In All or Nothing, Spall plays a lazy taxi driver in a loveless marriage with a couple of fat, lethargic and unhappy kids. They live hand to mouth in a rundown London housing project with equally unhappy neighbors. The characters plug along until, as always in the movies, a crisis requires them to re-examine why they are so unhappy and how they got there. The characters make an attempt to retrieve their lives from the shitter, and the movie ends with the big, poignant ambiguous ending. Will they find happiness or are they doomed to misery for eternity?
Despite excellent acting and a few powerful scenes, I mostly didn’t fucking care. These are boring, sad people, which is fine in itself so long as they have some revelation. They don’t, though. They just have miserable lives that plod along without exposing anything new. Director Mike Leigh has confused capturing poverty with poignance, and as anyone who has ever had to eat cat food can tell you, being poor just ain’t so interesting.

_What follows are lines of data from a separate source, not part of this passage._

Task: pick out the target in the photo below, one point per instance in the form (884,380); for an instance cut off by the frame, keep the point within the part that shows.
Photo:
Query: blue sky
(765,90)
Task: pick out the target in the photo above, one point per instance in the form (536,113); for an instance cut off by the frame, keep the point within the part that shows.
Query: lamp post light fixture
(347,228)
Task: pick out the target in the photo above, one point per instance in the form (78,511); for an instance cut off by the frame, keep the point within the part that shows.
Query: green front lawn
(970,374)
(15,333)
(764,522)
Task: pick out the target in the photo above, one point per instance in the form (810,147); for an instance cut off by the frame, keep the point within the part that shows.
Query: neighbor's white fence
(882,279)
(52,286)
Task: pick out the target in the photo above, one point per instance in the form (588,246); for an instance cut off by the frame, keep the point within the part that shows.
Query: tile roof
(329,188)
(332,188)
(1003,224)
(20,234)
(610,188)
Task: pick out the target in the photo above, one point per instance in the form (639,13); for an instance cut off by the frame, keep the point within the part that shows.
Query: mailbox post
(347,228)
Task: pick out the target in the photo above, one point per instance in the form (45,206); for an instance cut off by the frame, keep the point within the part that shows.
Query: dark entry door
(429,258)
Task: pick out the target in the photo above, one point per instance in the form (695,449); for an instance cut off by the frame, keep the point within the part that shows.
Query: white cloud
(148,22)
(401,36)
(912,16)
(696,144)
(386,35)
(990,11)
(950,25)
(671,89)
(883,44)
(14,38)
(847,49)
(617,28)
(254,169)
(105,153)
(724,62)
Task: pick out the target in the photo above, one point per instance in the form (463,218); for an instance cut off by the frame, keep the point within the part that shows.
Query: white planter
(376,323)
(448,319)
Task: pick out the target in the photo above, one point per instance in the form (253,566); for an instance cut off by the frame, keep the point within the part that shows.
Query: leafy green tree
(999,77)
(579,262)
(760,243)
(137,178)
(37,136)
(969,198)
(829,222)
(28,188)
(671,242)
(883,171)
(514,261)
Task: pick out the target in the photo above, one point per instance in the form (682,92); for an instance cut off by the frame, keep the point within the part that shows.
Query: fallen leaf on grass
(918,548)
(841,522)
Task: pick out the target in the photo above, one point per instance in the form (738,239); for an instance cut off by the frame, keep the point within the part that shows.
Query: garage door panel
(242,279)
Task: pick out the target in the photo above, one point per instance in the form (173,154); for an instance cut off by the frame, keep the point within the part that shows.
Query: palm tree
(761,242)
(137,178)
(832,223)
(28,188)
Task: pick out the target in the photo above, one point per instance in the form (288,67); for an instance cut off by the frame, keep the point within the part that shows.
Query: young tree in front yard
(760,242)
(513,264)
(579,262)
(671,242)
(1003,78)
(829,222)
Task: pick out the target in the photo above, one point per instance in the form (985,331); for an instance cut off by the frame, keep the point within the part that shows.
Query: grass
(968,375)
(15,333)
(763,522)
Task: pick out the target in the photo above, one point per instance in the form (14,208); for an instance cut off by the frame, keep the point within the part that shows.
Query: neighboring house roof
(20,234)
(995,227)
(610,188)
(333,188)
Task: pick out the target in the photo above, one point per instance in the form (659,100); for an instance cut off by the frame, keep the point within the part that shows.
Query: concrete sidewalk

I love movies about average people, but what I love is for the characters to be “average” and not genuinely as dull and lame as the real average. I want them to subtly exceed the boundaries of the mundane and serve as inspiration, amusement or a lesson to the rest of us living in dingy apartments near railroad tracks. All or Nothing is too obsessed with filming shit to dig in and uncover the undigested kernels. I suppose Leigh can feel noble for training his talents and those of his actors on such shitty lives. Maybe it’s a tax writeoff. Otherwise, why bother?
If anyone needs to be entertained or given hope through the movies, it’s people like those Leigh depicts. But, there’s nothing here for them except a warning that their lives will continue to suck and I think they already knew that. Leigh is more interested in serving as the National Geographic of London’s ghettos for rich liberals than he is in improving lives. The fat rich folks watch it and cluck their tongues, and then feel good about themselves for having felt sorry for poor people.
All or Nothing is just unrelentingly depressing without a good reason, and I can get that by jerking off to too much Internet porn or eating Mrs. Filthy’s half of the Thanksgiving pies and then feeling like a jerk. Two Fingers.
Before I go off to make an experimental meringue from our carpet cleaner and more sugar, I want to give a plug for Denver’s Starz Theater in the old Tivoli building. Now here’s an art theater that isn’t so fucking impressed with itself as the snooty Landmark’s. Friendly employees, matinee prices up until six p.m. and Denver’s best schedule of retrospectives and older movies. If you live in Denver, fuck those pretentious assholes at the Mayan and the Esquire and support Starz. They try harder and they don’t act like their shit don’t stink.